Year 2006: The State of the Environment

The Independent has a sobering wrap up of the Year 2006's Global Warming news today. One thing evident from the year's scientific publications is that we might not be worried enough about global warming because as Steve Connor puts it, the big story of the year is feedback and how that affects the earth's natural systems.

During the past year, scientific findings emerged that made even the most doom-laden predictions about climate change seem a little on the optimistic side. And at the heart of the issue is the idea of climate feedbacks - when the effects of global warming begin to feed into the causes of global warming. Feedbacks can either make things better, or they can make things worse. The trouble is, everywhere scientists looked in 2006, they encountered feedbacks that will make things worse - a lot worse.

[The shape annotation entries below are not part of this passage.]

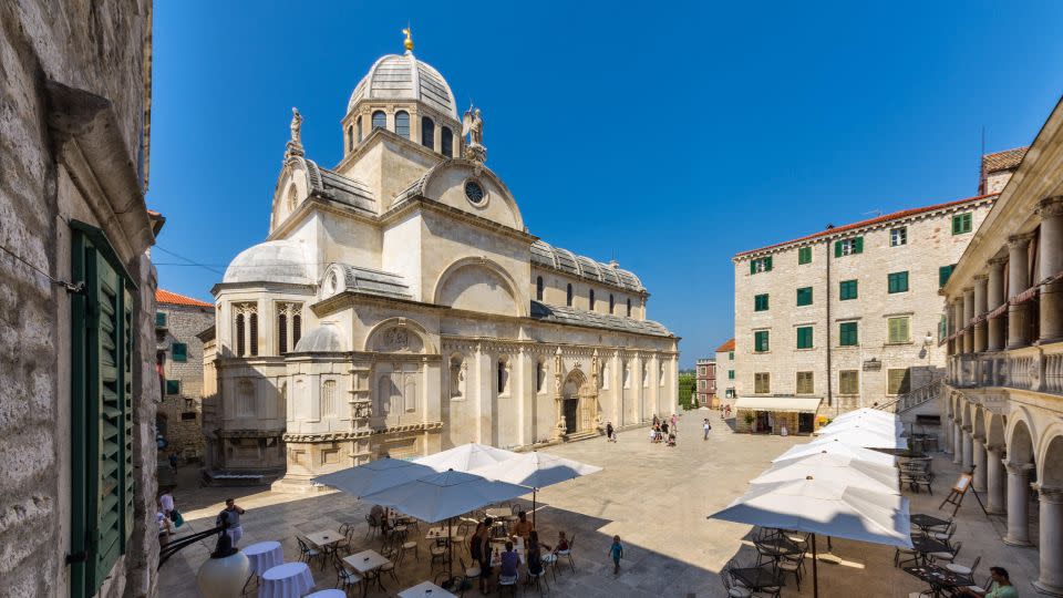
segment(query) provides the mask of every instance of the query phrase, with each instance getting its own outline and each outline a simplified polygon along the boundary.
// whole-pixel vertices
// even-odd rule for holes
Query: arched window
[[[395,113],[395,135],[410,138],[410,113],[400,110]]]
[[[421,145],[435,150],[435,123],[427,116],[421,117]]]
[[[454,157],[452,154],[454,151],[454,133],[451,132],[451,127],[448,126],[444,126],[442,133],[440,136],[440,152],[446,157]]]

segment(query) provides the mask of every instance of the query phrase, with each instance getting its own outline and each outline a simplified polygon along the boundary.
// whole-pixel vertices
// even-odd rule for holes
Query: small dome
[[[457,120],[454,93],[446,80],[431,64],[421,62],[413,52],[403,55],[388,54],[373,63],[369,73],[362,78],[347,111],[362,100],[419,101]]]
[[[221,282],[289,282],[313,285],[307,255],[299,241],[260,243],[240,251],[225,269]]]
[[[340,328],[324,322],[296,343],[297,353],[342,353],[348,351]]]

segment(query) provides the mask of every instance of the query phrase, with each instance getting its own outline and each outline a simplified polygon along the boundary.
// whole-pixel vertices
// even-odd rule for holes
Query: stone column
[[[1041,262],[1040,282],[1063,270],[1063,196],[1047,197],[1038,204],[1041,216],[1041,238],[1038,254]],[[1041,288],[1042,343],[1063,339],[1063,281]]]
[[[985,445],[985,486],[988,499],[985,511],[1001,515],[1004,513],[1004,462],[1000,445]]]
[[[1008,535],[1004,544],[1030,546],[1030,470],[1032,465],[1005,463],[1008,470]]]
[[[989,285],[987,286],[985,309],[992,311],[1004,305],[1004,264],[1007,258],[989,260]],[[1004,348],[1004,321],[993,318],[985,322],[987,351],[1001,351]]]
[[[974,481],[978,492],[985,492],[985,439],[974,436]]]
[[[1030,287],[1030,277],[1026,276],[1028,249],[1032,233],[1012,235],[1008,237],[1008,293],[1009,299]],[[1026,312],[1029,303],[1010,306],[1008,308],[1008,348],[1025,347],[1026,342]]]
[[[1041,576],[1033,582],[1042,594],[1063,596],[1063,488],[1040,491]]]
[[[988,310],[987,295],[989,295],[989,276],[978,275],[974,277],[974,317],[984,315]],[[985,351],[985,320],[982,320],[974,327],[974,352]]]

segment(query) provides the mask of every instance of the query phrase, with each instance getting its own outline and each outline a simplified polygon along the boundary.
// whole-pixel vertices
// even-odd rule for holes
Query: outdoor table
[[[446,598],[454,595],[431,581],[422,581],[399,592],[399,598]]]
[[[252,544],[241,550],[251,564],[251,575],[262,575],[285,561],[285,550],[279,542],[267,540]]]
[[[299,598],[313,589],[306,563],[285,563],[267,569],[258,586],[258,598]]]
[[[781,588],[785,581],[783,573],[771,567],[731,569],[731,575],[753,591],[761,591],[764,588]]]

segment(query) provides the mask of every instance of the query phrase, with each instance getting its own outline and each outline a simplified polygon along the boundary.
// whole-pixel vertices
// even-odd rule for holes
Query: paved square
[[[713,430],[702,441],[701,419],[708,415]],[[553,544],[557,532],[564,529],[574,539],[576,573],[567,563],[557,569],[557,582],[549,577],[550,594],[564,596],[725,596],[718,571],[736,555],[743,563],[754,558],[752,544],[746,539],[749,526],[706,519],[706,515],[726,506],[741,495],[747,481],[768,466],[772,458],[788,446],[807,442],[807,437],[751,436],[734,434],[716,412],[688,413],[680,424],[679,445],[674,448],[650,444],[646,429],[620,434],[617,443],[592,440],[554,446],[549,452],[599,465],[598,474],[558,484],[538,493],[540,504],[536,513],[537,527],[544,542]],[[957,468],[948,458],[936,458],[938,474],[935,494],[914,495],[911,512],[948,515],[938,505],[946,489],[956,478]],[[248,546],[264,539],[281,542],[285,556],[299,556],[295,536],[306,536],[322,529],[338,529],[341,523],[357,524],[354,550],[379,549],[380,540],[364,539],[369,504],[343,494],[291,495],[257,488],[196,488],[177,491],[178,508],[187,509],[187,527],[206,529],[223,507],[223,499],[235,495],[247,509],[241,517]],[[528,507],[530,507],[530,496]],[[982,556],[976,578],[988,575],[988,567],[1002,565],[1012,575],[1020,592],[1033,594],[1030,581],[1036,579],[1036,550],[1007,547],[1000,542],[1003,522],[982,515],[973,496],[968,496],[960,509],[956,539],[963,542],[959,563],[969,564]],[[1032,526],[1035,530],[1035,525]],[[184,529],[184,528],[183,528]],[[625,544],[620,575],[613,576],[608,549],[613,535]],[[394,596],[407,587],[434,579],[429,569],[429,542],[419,539],[420,561],[407,558],[396,568],[400,579],[395,587],[384,578],[386,594],[370,591],[371,596]],[[821,550],[826,551],[822,546]],[[207,558],[209,548],[197,545],[186,548],[171,559],[162,570],[161,595],[196,596],[195,573]],[[907,596],[925,586],[892,565],[894,550],[869,544],[834,540],[833,555],[839,563],[819,564],[819,595],[822,597]],[[467,554],[462,554],[467,563]],[[457,563],[455,556],[455,563]],[[787,578],[783,596],[812,596],[812,567],[797,591],[793,577]],[[436,573],[438,568],[436,568]],[[313,567],[318,588],[336,585],[331,566],[322,571]],[[525,595],[535,590],[524,589]],[[469,596],[478,595],[472,590]]]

Next year, the UN's Intergovernmental Panel on Climate Change (IPCC) will publish its fourth assessment on the scale of the future problems facing humanity. Its last assessment, published in 2001, had little to say on the subject of climate feedbacks, partly because, at that time, they were such an unknown quantity. This year, scientists came to learn a little more about them, and they didn't like what they learnt.

During the past two decades, the IPCC has tended to regard the Earth's climate as something that will change gradually and smoothly, as carbon dioxide and global temperatures continue their lock-step rise. But there is a growing consensus among many climate scientists that this may be giving a false sense of security. They fear that feedback reactions may begin to kick in and suddenly tip the climate beyond a critical threshold from which it cannot easily recover.

Climate feedbacks could turn the Earth into a very different planet over a dramatically short period of time. It has happened in the past, scientists say, and it could easily happen in the future given the unprecedented scale of the environmental changes caused by man.

The story covers four different areas where the feedback loop is worrying:

  • the disappearing Arctic ice providing more open ocean which leads to more absorption of heat from the sun leading to more melting of the ice
  • increased melting of the permafrost in Siberia leading to increased release of the methane gas (a greenhouse gas thought to be ten times worse than carbon dioxide) trapped in the permafrost
  • a suspicion that planet Earth which so far has operated as a carbon dioxide sink (absorbing more than it is emitting) could turn into a carbon source due to increased organic decay
  • the disappearing plankton that once helped absorb the extra carbon emitted by man.

This year we've come to know that these problems are worse than we once realized.

James Hansen said that we had at most a decade to make some significant changes to our carbon emissions before it was too late. With the results of this year's studies, it looks like we better get hopping if we want a world in the future in which humans can survive.

Posted by Mary at December 29, 2006 11:31 PM | Environment | Technorati links |

"a greenhouse gas thought to be ten times worse than carbon dioxide"?

It's not "thought" to be ten times worse -- it's a fact of chemistry that its global warming potential is 62 times that of CO2 over a 20 year horizon and 23 times CO2 for 100 years (because methane leaves the atmosphere more rapidly than CO2).

The scary thing is that if the atmospheric concentration of methane reaches a tipping point, then its atmospheric lifetime dramatically increases.

Posted by: The Cunctator at December 31, 2006 03:04 PM

Thanks, Cunctator. Just yesterday I had read a piece saying that methane gas was 23 times worse than carbon dioxide, but it hadn't gotten into the detail you did. It certainly is a daunting problem we face. As I learn more, I find that I worry more about what is coming....

Posted by: Mary at December 31, 2006 10:58 PM

Above is a link to a piece in Orion Magazine about the actual scope of activity needed to move past the fossil fuel model. It could keep a lot of people busy for a while, create wealth and get us out of the looming mess.